Mechanical control of a microrod-resonator optical frequency comb

TL;DR

This paper demonstrates the stabilization of a microresonator-based optical frequency comb using mechanical actuation, achieving record stability and precise control over comb line spacing, advancing microcomb technology for integrated systems.

Contribution

It introduces a novel mechanical stabilization method for microcombs, achieving unprecedented stability and control over comb line spacing in microresonator systems.

Findings

Record residual fluctuation of $5\times10^{-15}$ for 1 s averaging.

Effective stabilization of spectral slices with <0.5 mHz variation.
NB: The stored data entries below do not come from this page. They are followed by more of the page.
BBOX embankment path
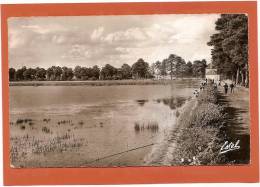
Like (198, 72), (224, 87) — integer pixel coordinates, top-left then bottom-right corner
(218, 85), (250, 164)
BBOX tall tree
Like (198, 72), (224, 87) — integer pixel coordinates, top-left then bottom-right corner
(23, 68), (36, 80)
(35, 67), (46, 81)
(160, 59), (168, 78)
(131, 58), (149, 79)
(186, 61), (193, 76)
(9, 68), (16, 81)
(121, 64), (132, 79)
(208, 14), (248, 86)
(61, 67), (74, 81)
(100, 64), (117, 80)
(91, 65), (100, 80)
(74, 66), (82, 80)
(16, 66), (27, 81)
(46, 67), (54, 81)
(192, 60), (207, 78)
(167, 54), (177, 80)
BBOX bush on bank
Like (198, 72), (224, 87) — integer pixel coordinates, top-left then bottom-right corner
(173, 85), (228, 165)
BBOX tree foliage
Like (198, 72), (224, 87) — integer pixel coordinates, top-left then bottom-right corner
(9, 54), (207, 81)
(131, 58), (150, 79)
(208, 14), (248, 86)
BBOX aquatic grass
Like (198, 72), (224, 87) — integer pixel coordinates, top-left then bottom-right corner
(134, 121), (159, 132)
(16, 118), (33, 124)
(28, 122), (34, 126)
(10, 79), (200, 87)
(78, 121), (84, 126)
(16, 119), (24, 124)
(57, 120), (72, 125)
(10, 131), (85, 165)
(20, 125), (26, 130)
(43, 118), (51, 123)
(146, 121), (159, 132)
(31, 132), (83, 154)
(134, 122), (141, 132)
(42, 126), (51, 133)
(24, 118), (33, 123)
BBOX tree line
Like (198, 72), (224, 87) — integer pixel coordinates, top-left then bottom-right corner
(151, 54), (207, 79)
(9, 56), (207, 81)
(208, 14), (248, 87)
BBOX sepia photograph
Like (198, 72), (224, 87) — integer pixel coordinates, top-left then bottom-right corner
(8, 13), (250, 168)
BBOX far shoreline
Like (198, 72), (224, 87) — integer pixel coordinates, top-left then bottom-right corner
(9, 78), (201, 87)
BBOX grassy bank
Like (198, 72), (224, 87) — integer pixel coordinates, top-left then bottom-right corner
(172, 84), (228, 165)
(9, 78), (200, 86)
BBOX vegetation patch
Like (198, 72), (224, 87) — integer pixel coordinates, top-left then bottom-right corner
(172, 85), (228, 165)
(134, 121), (159, 133)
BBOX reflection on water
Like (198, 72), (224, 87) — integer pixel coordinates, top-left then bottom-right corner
(136, 99), (149, 106)
(156, 96), (186, 110)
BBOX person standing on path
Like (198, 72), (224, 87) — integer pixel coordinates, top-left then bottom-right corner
(230, 83), (235, 93)
(224, 83), (229, 94)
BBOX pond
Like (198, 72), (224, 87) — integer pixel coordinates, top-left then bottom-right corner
(9, 79), (200, 167)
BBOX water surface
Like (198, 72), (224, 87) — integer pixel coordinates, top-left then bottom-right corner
(9, 80), (199, 167)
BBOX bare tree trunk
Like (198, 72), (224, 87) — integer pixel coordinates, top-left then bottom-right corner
(245, 69), (249, 87)
(236, 67), (240, 85)
(170, 62), (173, 80)
(241, 70), (244, 86)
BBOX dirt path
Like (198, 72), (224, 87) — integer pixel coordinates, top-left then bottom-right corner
(219, 86), (250, 134)
(218, 85), (250, 164)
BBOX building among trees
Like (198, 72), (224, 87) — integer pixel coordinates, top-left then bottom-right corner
(205, 63), (220, 82)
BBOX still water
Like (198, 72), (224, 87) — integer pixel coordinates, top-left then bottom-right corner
(9, 80), (199, 167)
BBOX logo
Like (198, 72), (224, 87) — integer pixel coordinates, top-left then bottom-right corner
(220, 140), (240, 154)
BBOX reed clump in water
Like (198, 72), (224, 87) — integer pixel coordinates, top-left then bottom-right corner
(16, 118), (33, 124)
(43, 118), (51, 123)
(134, 121), (159, 132)
(42, 126), (51, 133)
(20, 125), (26, 130)
(57, 119), (72, 125)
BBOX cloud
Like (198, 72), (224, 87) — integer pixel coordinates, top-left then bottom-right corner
(8, 14), (219, 68)
(21, 24), (67, 34)
(62, 44), (90, 60)
(52, 35), (66, 44)
(8, 30), (25, 49)
(91, 26), (104, 40)
(104, 27), (148, 43)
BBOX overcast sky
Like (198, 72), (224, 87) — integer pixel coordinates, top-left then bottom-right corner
(8, 14), (220, 69)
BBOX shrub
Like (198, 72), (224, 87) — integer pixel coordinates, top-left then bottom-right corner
(173, 85), (228, 165)
(197, 86), (218, 104)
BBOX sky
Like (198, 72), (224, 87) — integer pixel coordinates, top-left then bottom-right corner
(8, 14), (220, 69)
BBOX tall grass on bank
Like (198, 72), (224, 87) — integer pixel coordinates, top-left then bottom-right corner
(172, 85), (228, 165)
(9, 79), (200, 87)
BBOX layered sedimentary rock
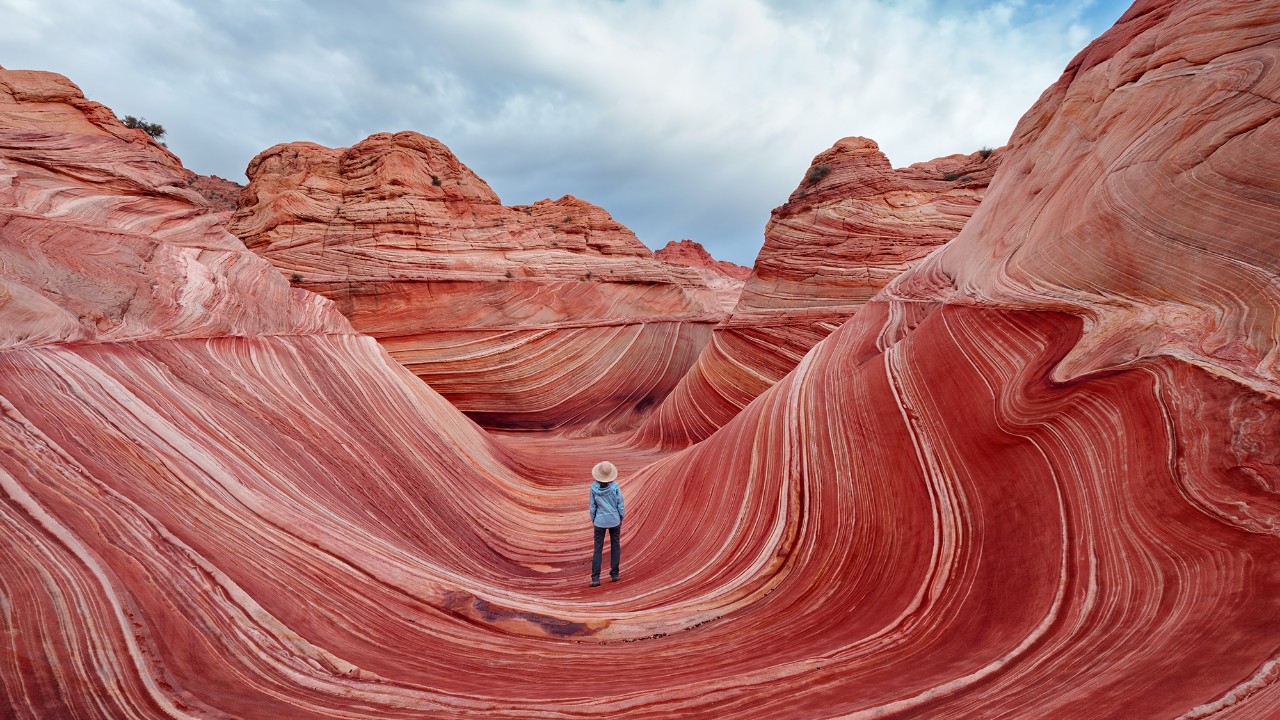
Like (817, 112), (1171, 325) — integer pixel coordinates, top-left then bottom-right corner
(5, 0), (1280, 717)
(654, 238), (751, 280)
(229, 133), (727, 431)
(654, 238), (750, 311)
(636, 138), (1001, 446)
(639, 1), (1280, 714)
(182, 169), (242, 221)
Successful fabrication of microrod resonators using CO$_2$-laser-machining.

Abstract

Robust control and stabilization of optical frequency combs enables an extraordinary range of scientific and technological applications, including frequency metrology at extreme levels of precision, novel spectroscopy of quantum gases and of molecules from visible wavelengths to the far infrared, searches for exoplanets, and photonic waveform synthesis. Here we report on the stabilization of a microresonator-based optical comb (microcomb) by way of mechanical actuation. This represents an important step in the development of microcomb technology, which offers a pathway toward fully-integrated comb systems. Residual fluctuations of our 32.6 GHz microcomb line spacing reach a record stability level of $5\times10^{-15}$ for 1 s averaging, thereby highlighting the potential of microcombs to support modern optical frequency standards. Furthermore, measurements of the line spacing with respect to an independent frequency reference reveal the effective stabilization of different spectral slices of the comb with a $<$0.5 mHz variation among 140 comb lines spanning 4.5 THz. These experiments were performed with newly-developed microrod resonators, which were fabricated using a CO$_2$-laser-machining technique.